By Ali Elborey

Istio Ambient Mesh: Zero-Trust L4 by Default, L7 Only Where It Pays

istioservice-meshkuberneteszero-trustambient-meshmtlssecuritydevops

Teams want service-mesh security and telemetry. But many don’t want the per-pod sidecar cost and operational overhead.

Istio’s ambient mode changes the data plane shape: a per-node ztunnel handles L4, and you add waypoint proxies only for workloads that need L7 features. No sidecars. No per-pod resource overhead. Zero-trust L4 by default.

This is how to roll it out without breaking production.

Why Teams Avoid Service Meshes

Service meshes promise a lot: mTLS, observability, traffic management, policy enforcement. But the sidecar model has real costs.

Resource Overhead

Every pod gets a sidecar. In a cluster with 1000 pods, that’s 1000 Envoy proxies. Each one consumes CPU and memory. A typical Envoy sidecar uses 50-100MB RAM and 0.1-0.5 CPU cores. At scale, that’s significant.

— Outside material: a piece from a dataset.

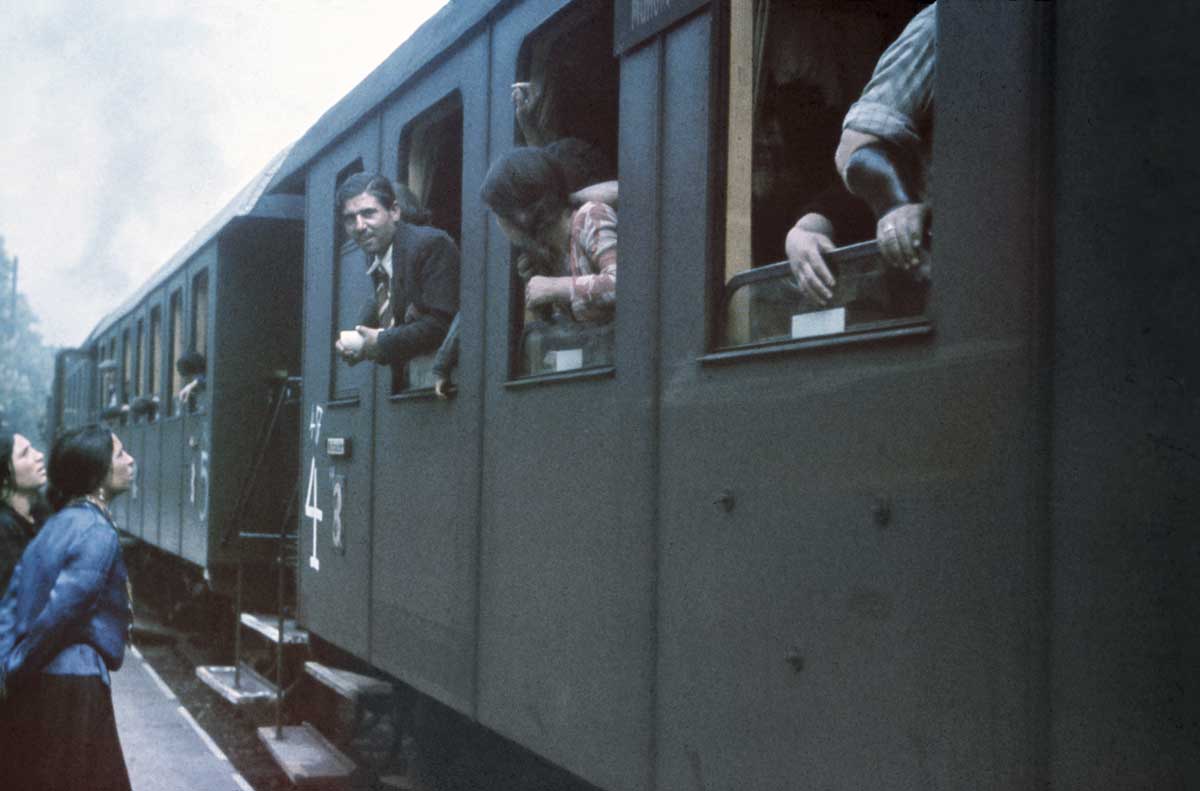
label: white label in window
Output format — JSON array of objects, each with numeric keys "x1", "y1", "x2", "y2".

A 1000-pod cluster with sidecars might need:

  • 50-100GB additional RAM
  • 100-500 CPU cores
  • Higher node counts to accommodate the overhead

The math adds up fast.

Operational Complexity

Sidecars add debugging complexity. When traffic breaks, you’re debugging two proxies: the client sidecar and the server sidecar. Logs are split. Metrics are split. Tracing spans cross multiple components.

App teams also push back. They don’t want to manage sidecar configuration. They don’t want sidecar restarts affecting their pods. They don’t want to debug proxy issues.

Deployment Friction

Sidecars require pod restarts. You can’t add a sidecar to a running pod. To enable the mesh, you need to restart every workload. That’s disruptive.

Rolling back is just as disruptive. If something breaks, you’re restarting pods again.

Ambient Mode Architecture

Ambient mode flips the model. Instead of per-pod sidecars, you get:

  1. ztunnel: A per-node L4 proxy that handles mTLS and identity
  2. waypoint proxy: Optional L7 proxies deployed separately, only where needed

What ztunnel Does

ztunnel runs as a DaemonSet, one per node. It handles:

  • L4 mTLS: Encrypts traffic between workloads at the transport layer
  • Identity: Assigns and validates workload identity
  • L4 policy: Enforces network-level policies (allow/deny based on identity)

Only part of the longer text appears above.